Mendadak mereka berdua tersentak saat terdengar dering ponsel dari suatu tempat. Harapan akan kemungkinan bahwa mereka akan menemukan cara untuk berkomunikasi dengan orang lain membuat mereka dengan cepat mencari sumber suara. Adira dan Firda dengan lincah berjalan ke sana kemari, berniat mengelilingi bagian dalam gua yang baru sedikit mereka masuki.
Adira sudah membayangkan betapa leganya ia jika nanti ia bisa menghubungi kakaknya. Biar bagaimanapun, Adnan sudah berjanji bahwa ia akan datang jika Adira memintanya. Maka dari itu, Adira yakin bahwa sang kakak juga tidak akan keberatan untuk membawanya pergi dari tempat mengerikan ini.

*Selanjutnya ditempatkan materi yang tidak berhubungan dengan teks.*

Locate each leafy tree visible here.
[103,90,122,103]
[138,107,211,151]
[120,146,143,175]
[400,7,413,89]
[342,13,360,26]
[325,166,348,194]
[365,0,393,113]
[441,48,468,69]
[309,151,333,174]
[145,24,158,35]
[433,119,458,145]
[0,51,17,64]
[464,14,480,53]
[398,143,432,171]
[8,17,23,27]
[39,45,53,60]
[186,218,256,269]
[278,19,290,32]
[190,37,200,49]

“Ayolah, di mana kamu?” gumam Adira sambil membungkuk. Menyingkirkan setiap benda yang mungkin menyembunyikan sebuah ponsel di baliknya. Ia terus bertanya seperti itu, seolah ponsel merupakan makhluk hidup yang bisa menjawabnya.
Di sisi lain, Firda juga tengah mengerahkan seluruh kemampuannya untuk mencari. Ia bahkan menyusun beberapa benda yang ada di sana secara vertikal, untuk kemudian ia naiki. Namun, dari posisinya yang kini lebih tinggi beberapa sentimeter, Firda juga tidak menemukan ponsel yang mungkin layarnya tengah menyala saat ini.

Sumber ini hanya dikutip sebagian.